Slave living in Salem may have inspired 'Uncle Tom's Cabin'

CHARLESTON, S.C. — A Clemson University professor is convinced that Harriet Beecher Stowe might not have written “Uncle Tom’s Cabin” if it were not for a fugitive South Carolina slave she harbored for a night before starting the history-making novel.

The book, which fueled the abolitionist cause and helped put the nation on the path toward the Civil War, was published in 1852 after being serialized the previous year. It became a best-selling book of the 19th century, second only to the Bible.

Stowe mentions harboring the slave in her Maine home in a late 1850 letter to her sister. She writes that “he was a genuine article from the ‘Ole Carling State.’” While it is well-known to historians that Stowe harbored a slave, neither her letter nor her later writings mention his name.

Susanna Ashton, a professor of American literature at Clemson, says her research has convinced her that the slave Stowe harbored was John Andrew Jackson. He was born a slave on a Sumter County, S.C., plantation and escaped in 1847, fleeing to Charleston and then stowing away between bales of cotton on a ship heading north.

Ashton’s conclusions appear in this summer’s edition of “Common-Place,” the journal of the Massachusetts-based American Antiquarian Society.

After fleeing, Jackson settled in Salem, where he worked as a leather tanner and sawmill worker. When he mailed a letter from Boston to his former master, trying to purchase members of his family, a slave agent was sent to find him. Jackson avoided capture.

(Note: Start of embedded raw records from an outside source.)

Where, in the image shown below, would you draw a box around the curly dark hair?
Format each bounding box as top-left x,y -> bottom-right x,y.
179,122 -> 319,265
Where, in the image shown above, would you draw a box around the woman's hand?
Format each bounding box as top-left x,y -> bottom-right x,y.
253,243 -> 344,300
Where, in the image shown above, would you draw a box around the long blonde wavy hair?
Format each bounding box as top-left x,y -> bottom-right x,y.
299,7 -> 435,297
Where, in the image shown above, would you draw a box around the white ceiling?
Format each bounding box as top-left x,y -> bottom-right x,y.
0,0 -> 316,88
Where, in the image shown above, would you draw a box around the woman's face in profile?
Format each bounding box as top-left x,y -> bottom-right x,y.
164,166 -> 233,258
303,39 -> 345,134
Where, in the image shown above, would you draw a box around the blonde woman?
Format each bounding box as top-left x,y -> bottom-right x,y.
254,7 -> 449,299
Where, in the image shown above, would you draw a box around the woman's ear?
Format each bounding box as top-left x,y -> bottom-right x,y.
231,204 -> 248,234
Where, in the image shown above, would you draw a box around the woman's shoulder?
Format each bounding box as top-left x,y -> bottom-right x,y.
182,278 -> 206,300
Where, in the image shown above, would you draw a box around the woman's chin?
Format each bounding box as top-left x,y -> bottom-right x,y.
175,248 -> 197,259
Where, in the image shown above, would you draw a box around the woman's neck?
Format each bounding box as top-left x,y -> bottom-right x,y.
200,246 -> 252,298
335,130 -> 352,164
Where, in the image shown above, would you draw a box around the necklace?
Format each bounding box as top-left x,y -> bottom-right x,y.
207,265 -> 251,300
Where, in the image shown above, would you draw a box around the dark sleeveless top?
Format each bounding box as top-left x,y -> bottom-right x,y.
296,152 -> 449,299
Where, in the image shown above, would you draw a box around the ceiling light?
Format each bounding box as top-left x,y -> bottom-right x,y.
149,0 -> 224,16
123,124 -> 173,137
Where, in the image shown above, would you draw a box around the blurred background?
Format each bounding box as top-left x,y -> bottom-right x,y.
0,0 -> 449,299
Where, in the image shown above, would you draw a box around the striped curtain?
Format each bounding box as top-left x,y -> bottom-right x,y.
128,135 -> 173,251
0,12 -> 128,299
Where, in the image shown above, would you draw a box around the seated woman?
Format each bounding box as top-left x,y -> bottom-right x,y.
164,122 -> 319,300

But when the Fugitive Slave Act was passed in 1850 by Congress — meaning even slaves who had escaped from the South could be returned to their owners — Jackson headed north through Maine to Canada.

Jackson later learned to read and write, went to Europe and wrote a book, “The Experience of a Slave in South Carolina,” which was published in England in 1862. After the Civil War, Jackson made a living as a writer and lecturer.